# Feeling bad tonight?



## hesnothappy (Mar 5, 2011)

wrote a song about, like to hear it? here it goes LOLOL (From In Living Color) So many are hurting tonight I wanted to share a song that I ran across,that says it all. The link stops 3 times and then starts again. 

Vivian Green - Emotional Rollercoaster - YouTube


----------



## krismimo (Jan 26, 2011)

LOL Love the in living color reference I do that all that time you should have done a song using the in living color video


----------



## hesnothappy (Mar 5, 2011)

@ Kris, I love doing that too, but I just ran across the Vivian Green song and remembered a few people on last night hurting from loving someone and it not working out. Just wanted them to know they are not alone.


----------



## Jellybeans (Mar 8, 2011)

hesnothappy said:


> wrote a song about, like to hear it? here it goes LOLOL (From In Living Color)

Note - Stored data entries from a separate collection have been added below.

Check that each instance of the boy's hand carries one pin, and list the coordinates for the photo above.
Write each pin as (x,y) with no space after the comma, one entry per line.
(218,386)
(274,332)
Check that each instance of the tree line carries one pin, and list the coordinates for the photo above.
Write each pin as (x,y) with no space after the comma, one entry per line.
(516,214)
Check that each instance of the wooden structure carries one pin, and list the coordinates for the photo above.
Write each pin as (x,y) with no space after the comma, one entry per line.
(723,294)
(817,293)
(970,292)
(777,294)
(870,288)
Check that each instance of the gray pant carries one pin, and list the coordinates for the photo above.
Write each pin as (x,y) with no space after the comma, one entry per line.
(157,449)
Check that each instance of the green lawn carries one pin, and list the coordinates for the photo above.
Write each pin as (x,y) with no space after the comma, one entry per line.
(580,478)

Omg! I always loved that skit! In fact, my father says that to me all the time... "Wrote a song about it...like to hear it? Here it goes!"

Homey da Clown was pretty awesome, too.


----------



## hesnothappy (Mar 5, 2011)

JB, I had so many favorites on that show...but them two sissies used to have me in stitches LOLOLOLOL OMG, that show was funny.


----------